Having a transparent, single source of truth is really important from a defensibility standpoint since it will show where those decisions were made and where you may have gotten stuck. If you’re showing negligence because you didn’t respond to emails is very different from ‘you had to really dig in and investigate.’ The scanned hard copies of documents will all be tracked in the right tool when you’re managing that process with your partners.
It’s all about people, process and technology. And transparency.
5. Stay on top of new developments from the ARRC and SEC.
There are some very critical milestone deadlines set by the Alternative Reference Rate Committee (ARRC), which is the group that was assembled by the Federal Reserve and the Federal Reserve Bank of New York to come up with a more robust reference rate. They have some very helpful information on their website. It includes some timelines and milestones, two of which were dated June 30. If you look on their website, you’ll see deadlines for work that needs to happen under the hood to make sure systems are in place for IT groups to be able to handle a LIBOR transition. ARRC already has recommendations out there about new contracts which would impact what you’re doing right now and moving forward. You can see the latest from ARRC here: https://www.newyorkfed.org/arrc
The SEC just recently announced that they’re doing a more proactive analysis of these efforts so their compliance inspection examination teams are also in preparation mode.
6. When it comes to regulatory compliance or courtroom litigation, the cardinal rule is to make sure that you haven’t ignored it.
Having that defensible process already in place will not only just save you time and money but will give you confidence if something were to go to litigation. You’re going to be judged by the SEC on the sincerity of your efforts. The one thing that regulators and judges do not abide is the sense that somebody has ignored a regulatory mandate.
By leveraging the technology, you’ll have a solid narrative to bring to court, to an arbitration, regulatory hearing or proceeding. You’ll be able to show that you made an effort, and for lack of a better phrase, you didn’t just “blow it off.” That is the difference between being ready or having your feet held to the fire from start to finish.

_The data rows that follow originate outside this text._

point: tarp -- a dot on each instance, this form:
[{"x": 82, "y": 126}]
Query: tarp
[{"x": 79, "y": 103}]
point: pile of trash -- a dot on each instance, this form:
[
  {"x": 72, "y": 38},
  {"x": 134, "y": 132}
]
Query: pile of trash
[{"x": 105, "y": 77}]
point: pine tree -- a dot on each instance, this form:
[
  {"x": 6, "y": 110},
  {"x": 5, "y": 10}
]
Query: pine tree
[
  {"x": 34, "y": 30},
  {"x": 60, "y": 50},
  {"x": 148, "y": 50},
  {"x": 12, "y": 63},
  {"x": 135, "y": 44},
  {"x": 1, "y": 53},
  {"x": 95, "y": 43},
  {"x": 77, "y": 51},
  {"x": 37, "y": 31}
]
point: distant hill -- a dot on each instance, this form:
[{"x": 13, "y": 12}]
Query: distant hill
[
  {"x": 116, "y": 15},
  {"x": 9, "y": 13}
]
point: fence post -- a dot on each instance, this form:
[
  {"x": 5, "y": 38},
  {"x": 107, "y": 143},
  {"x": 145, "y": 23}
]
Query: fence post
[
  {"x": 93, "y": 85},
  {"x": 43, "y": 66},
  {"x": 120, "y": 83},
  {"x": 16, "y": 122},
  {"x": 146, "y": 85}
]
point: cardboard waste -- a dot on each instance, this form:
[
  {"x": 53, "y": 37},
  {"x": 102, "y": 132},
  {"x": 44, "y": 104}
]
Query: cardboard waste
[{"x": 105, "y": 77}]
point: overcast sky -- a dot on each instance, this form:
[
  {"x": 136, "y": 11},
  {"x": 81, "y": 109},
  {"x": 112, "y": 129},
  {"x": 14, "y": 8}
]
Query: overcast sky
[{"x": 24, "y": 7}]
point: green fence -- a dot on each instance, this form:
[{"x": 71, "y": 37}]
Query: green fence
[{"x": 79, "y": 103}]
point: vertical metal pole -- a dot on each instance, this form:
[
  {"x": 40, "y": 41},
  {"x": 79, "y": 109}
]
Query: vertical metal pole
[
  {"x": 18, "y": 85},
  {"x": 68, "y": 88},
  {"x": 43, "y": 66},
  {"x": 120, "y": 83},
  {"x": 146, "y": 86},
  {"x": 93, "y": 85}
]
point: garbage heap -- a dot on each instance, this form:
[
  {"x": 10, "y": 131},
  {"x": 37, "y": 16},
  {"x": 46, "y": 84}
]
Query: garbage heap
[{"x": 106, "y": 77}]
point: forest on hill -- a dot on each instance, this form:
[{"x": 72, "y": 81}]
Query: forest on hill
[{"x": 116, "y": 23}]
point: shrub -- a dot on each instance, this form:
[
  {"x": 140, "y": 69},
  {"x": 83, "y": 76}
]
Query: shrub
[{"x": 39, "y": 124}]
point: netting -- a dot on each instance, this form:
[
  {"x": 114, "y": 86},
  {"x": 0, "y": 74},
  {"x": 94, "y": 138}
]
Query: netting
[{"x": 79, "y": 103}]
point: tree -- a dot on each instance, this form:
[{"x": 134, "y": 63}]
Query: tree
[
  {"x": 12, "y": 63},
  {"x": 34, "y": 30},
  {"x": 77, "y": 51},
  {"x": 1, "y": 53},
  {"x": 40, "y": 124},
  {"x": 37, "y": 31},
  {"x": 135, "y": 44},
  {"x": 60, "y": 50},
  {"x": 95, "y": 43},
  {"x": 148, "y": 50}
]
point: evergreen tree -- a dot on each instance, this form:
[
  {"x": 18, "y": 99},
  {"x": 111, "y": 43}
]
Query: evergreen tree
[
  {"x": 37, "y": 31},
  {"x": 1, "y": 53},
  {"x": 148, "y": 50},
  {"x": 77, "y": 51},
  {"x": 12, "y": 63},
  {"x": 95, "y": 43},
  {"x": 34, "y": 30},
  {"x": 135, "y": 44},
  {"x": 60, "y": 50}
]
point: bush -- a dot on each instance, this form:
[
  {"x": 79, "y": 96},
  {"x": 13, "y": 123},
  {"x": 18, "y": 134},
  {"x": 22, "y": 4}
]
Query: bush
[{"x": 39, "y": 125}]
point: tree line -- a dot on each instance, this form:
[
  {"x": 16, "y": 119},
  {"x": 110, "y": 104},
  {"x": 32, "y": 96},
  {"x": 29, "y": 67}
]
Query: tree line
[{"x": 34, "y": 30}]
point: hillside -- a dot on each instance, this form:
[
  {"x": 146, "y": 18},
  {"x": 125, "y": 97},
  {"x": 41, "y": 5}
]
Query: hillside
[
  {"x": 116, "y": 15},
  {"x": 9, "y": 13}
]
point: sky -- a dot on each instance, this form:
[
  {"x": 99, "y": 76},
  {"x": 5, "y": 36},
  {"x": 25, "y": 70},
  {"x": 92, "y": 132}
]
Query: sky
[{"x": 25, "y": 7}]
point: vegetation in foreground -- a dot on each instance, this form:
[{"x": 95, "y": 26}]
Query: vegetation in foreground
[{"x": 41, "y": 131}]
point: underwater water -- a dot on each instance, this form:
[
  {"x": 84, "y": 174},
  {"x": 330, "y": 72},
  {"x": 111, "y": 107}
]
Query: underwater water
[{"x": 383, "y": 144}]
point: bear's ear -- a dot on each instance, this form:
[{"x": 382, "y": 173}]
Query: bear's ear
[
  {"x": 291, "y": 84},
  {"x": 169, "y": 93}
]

Every litigator or trial lawyer will tell you the one thing you can expect is that you’ll never know what to expect. The one thing you can control is your process and setting up a plan that makes sense, executing on that plan with oversight, auditing and then documenting that plan so that you can go back and answer questions. You can do that today leveraging this technology exponentially better than you could ever have done it even three years ago.
7. Ultimately, it’s about the overall health of your business.
The world has been forced to digitize, but the LIBOR transition gives you a unique opportunity to not only address this particular regulation, but really to become more efficient and comprehensive in the way you evaluate your business. That will place your enterprise in a position of strength for the long haul, long after the LIBOR transition has come and gone.